# Almost gave it one star



## patron (Apr 2, 2009)

glad it was made good for you

can't beat good service


----------



## PurpLev (May 30, 2008)

nice review, and I agree that Rockler customer service is 5 star - fantastic!


----------



## JasonWagner (Sep 10, 2009)

I have found CMT to make high quality bits…like you said, hopefully that was a lemon.


----------



## lanwater (May 14, 2010)

Rockler rocks when it comes to customer service. They are the best in the industry.


----------



## toddc (Mar 6, 2007)

Good to hear Rockler took care of you.

Every company has a percentage of defects, but I have had superb service from all of my CMT router bits and blades. I favor them and rate them above everything but Whiteside for quality.

Good to hear it worked out for you in the end.


----------



## Ken90712 (Sep 2, 2009)

Interesting review and good info,thx. I have been thinking about buying the kit from MLCS just haven't finished all the other things on the list. Glad it worked out. I too think Rockler's service is top notch. I use the one here in Southern California and they alway take care of me.


----------



## North40 (Oct 17, 2007)

Rockler has great customer service … I recently received a no-questions replacement from them.

The bearings will seize up. The faster they spin, the hotter they get. Bigger diameter bearings are moving pretty fast at the outside edge.
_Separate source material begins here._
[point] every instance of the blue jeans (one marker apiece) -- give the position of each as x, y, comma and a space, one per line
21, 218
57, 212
Make sure the bearing spins freely before you start - if it feels "gritty" when you turn it, you will have troubles soon.
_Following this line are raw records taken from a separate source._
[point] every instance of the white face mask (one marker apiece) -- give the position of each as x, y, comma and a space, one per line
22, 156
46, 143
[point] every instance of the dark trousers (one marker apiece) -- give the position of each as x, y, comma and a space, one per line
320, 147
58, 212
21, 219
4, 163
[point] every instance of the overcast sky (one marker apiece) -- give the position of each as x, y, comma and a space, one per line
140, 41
I'm always nervous that lubricants will get on the wood and reject the finish later, but a little T-9 or other dry tool lube on the bearing really helps it last, and I've never had finish problems as a result.

Of course, having a few replacements on-hand is always a good idea!


----------



## cranesgonewild (Jun 9, 2010)

I bought the CMT set last year and have made a bunch of bowls without any problems. I got mine through a company called AceTools. I believe I paid $80 for the bit and the collet extention. 
A good tip on extending the life of your tray and bowl bit would be to clean out most of the wood with a forstner bit like I did here.


----------



## TopamaxSurvivor (May 2, 2008)

Is is 1/2 shank? How big a router do you have to have to run it?


----------



## dbhost (Jul 20, 2009)

I have had great customer service from Rockler… Never tried CMT though. I am wondering if it was a lube problem. MLCS recommends keeping the bearings clean, and lubricated…


----------



## Pdub (Sep 10, 2009)

*Topamax*: It is 1/2 shank and requires a 1 3/4 hp or larger plunge router.

I made several templates of my own by using line drawings from coloring books and cutting them out of 1/2 MDF, with my scrollsaw.

I did clean out most of the wood as Chad (*cranesgonewild*) stated and was making very shallow passes. Like I said, I think I just got one with a bad bearing. It happens, just seems to always happen at the worst possible time. LOL


----------



## TopamaxSurvivor (May 2, 2008)

Thanks, I thought it would probably be a heavy duty operation.


----------



## NordicaTool (Oct 12, 2013)

Just to be fair to CMT, they don't make the ball-bearing. Never have I seen a "lemon" of a tool from them.


----------